Another twist is that if you make contact with any vessel in Canadian waters (for example LEO), then you are supposed to go to a Canadian customs checkpoint, which puts you in Canada...


----------



## kisherfisher

piketroller said:


> Another twist is that if you make contact with any vessel in Canadian waters (for example LEO), then you are supposed to go to a Canadian customs checkpoint, which puts you in Canada...


This makes no sense. If you left the LEO part out , this would be true. Are you saying if a Canadian CO checks you , you have to go to customs? I have been checked numerous times and never was informed or seen the need to do this.


----------



## piketroller

kisherfisher said:


> This makes no sense. If you left the LEO part out , this would be true. Are you saying if a Canadian CO checks you , you have to go to customs? I have been checked numerous times and never was informed or seen the need to do this.

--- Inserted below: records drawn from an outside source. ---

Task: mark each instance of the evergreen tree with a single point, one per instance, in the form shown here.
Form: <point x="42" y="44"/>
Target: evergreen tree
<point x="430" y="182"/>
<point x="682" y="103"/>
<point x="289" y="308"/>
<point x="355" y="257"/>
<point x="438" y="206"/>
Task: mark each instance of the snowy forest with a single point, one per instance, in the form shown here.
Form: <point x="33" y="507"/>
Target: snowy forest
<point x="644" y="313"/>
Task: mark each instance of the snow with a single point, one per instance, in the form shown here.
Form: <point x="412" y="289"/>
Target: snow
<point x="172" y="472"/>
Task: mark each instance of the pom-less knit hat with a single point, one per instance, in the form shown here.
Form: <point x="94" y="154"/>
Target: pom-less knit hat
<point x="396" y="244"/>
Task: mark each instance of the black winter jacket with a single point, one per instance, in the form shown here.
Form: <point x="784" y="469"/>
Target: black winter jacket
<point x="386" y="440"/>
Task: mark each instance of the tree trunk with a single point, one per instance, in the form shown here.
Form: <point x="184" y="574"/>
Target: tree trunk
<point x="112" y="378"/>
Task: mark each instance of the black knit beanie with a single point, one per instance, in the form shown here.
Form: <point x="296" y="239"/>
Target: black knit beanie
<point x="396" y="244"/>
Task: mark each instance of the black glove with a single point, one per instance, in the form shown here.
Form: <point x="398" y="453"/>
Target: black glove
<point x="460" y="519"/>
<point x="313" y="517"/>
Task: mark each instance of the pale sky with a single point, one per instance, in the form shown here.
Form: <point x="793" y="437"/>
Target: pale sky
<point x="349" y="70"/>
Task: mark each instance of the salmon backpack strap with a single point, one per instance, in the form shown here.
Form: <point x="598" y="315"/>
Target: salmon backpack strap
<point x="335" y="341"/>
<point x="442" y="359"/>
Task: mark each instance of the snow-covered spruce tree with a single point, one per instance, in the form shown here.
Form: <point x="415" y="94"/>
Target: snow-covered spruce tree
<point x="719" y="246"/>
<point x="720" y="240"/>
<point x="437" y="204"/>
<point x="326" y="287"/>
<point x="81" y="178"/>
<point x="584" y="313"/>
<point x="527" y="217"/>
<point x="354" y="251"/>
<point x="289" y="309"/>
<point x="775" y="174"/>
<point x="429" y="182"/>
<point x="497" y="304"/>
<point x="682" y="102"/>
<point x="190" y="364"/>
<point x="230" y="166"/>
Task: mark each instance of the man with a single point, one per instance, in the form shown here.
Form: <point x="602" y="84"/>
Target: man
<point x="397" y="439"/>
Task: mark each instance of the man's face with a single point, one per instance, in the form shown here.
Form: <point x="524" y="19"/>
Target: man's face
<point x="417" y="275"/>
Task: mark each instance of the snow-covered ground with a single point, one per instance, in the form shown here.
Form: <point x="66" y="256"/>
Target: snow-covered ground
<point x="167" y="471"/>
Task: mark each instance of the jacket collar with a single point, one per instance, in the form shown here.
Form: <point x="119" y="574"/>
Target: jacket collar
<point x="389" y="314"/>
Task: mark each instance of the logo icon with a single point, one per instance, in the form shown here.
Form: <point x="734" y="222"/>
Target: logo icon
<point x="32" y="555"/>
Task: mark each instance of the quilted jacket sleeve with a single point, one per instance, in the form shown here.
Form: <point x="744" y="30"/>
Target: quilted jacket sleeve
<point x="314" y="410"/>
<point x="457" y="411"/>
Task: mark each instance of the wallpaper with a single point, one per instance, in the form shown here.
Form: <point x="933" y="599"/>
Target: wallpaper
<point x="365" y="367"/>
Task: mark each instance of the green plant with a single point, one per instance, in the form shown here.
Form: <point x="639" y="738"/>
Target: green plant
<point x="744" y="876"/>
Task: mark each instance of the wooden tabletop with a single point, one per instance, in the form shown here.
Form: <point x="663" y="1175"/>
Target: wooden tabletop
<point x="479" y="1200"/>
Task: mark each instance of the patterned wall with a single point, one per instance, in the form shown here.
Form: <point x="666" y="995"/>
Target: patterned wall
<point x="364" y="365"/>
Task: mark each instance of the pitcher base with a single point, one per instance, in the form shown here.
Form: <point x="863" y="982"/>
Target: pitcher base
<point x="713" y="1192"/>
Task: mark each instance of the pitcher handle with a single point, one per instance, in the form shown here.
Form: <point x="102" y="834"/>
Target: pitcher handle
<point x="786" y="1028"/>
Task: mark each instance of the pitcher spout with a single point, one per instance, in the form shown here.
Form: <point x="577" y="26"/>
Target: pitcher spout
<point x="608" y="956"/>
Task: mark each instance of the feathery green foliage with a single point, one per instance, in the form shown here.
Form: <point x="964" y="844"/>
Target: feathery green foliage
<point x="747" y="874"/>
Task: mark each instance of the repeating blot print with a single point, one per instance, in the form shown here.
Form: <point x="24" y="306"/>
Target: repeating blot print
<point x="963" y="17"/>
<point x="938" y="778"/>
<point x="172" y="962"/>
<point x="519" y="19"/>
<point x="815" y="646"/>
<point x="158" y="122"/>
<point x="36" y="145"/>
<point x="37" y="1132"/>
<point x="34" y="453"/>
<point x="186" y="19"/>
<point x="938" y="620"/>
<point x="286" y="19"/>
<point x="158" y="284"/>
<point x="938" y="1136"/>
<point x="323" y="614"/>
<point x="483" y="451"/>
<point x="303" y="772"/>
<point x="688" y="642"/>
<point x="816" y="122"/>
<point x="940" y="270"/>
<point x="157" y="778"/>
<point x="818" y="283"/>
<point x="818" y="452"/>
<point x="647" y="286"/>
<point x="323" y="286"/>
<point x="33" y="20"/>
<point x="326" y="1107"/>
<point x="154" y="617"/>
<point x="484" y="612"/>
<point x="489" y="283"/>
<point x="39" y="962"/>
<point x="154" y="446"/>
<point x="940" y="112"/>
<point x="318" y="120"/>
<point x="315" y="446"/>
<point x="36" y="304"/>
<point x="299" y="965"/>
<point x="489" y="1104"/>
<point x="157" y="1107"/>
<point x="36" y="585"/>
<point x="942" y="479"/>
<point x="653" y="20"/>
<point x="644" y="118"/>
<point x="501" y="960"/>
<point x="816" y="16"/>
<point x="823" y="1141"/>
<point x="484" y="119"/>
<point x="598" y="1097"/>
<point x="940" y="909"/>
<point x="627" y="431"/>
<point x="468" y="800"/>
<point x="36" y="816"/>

I believe the behaviors while in Canadian waters that are supposed to make you check in are touching another vessel, touching bottom with an anchor (not sure how that’s different than a lure. On the end of your line), if you go overboard, or touch a dock/shore. Whether a LEO requires anyone to follow through on conditions created 100% by their actions is probably at their discretion. But if you piss one off and you didn’t break any other laws/rules, it looks like it’s a burden they could place on you.


----------



## mfs686

piketroller said:


> I believe the behaviors while in Canadian waters that are supposed to make you check in are touching another vessel, touching bottom with an anchor (not sure how that’s different than a lure. On the end of your line), if you go overboard, or touch a dock/shore. Whether a LEO requires anyone to follow through on conditions created 100% by their actions is probably at their discretion. But if you piss one off and you didn’t break any other laws/rules, it looks like it’s a burden they could place on you.


Case in point about the "right" agent. Years ago I was pulling wire in front of Fighting Island. One other angler was out there and he was form Canada. I saw him waving an oar in the air so I figured something was wrong. Pulled lines and went to go check and sure enough his engine was dead. I gave him a tow back to the dock (couldn't really leave him out there) in Canada. When we pulled up there was an LEO there standing on the dock. Asked what was up and the CDN fishermen told him everything. The LEO said "Good Job" and I went on my way. If he was the "wrong" agent it could have had a different outcome.


----------



## kisherfisher

I guess there Border security is doing their job. Because of the "wrong Agent" you are well versed on what may happen if you step out of line.


----------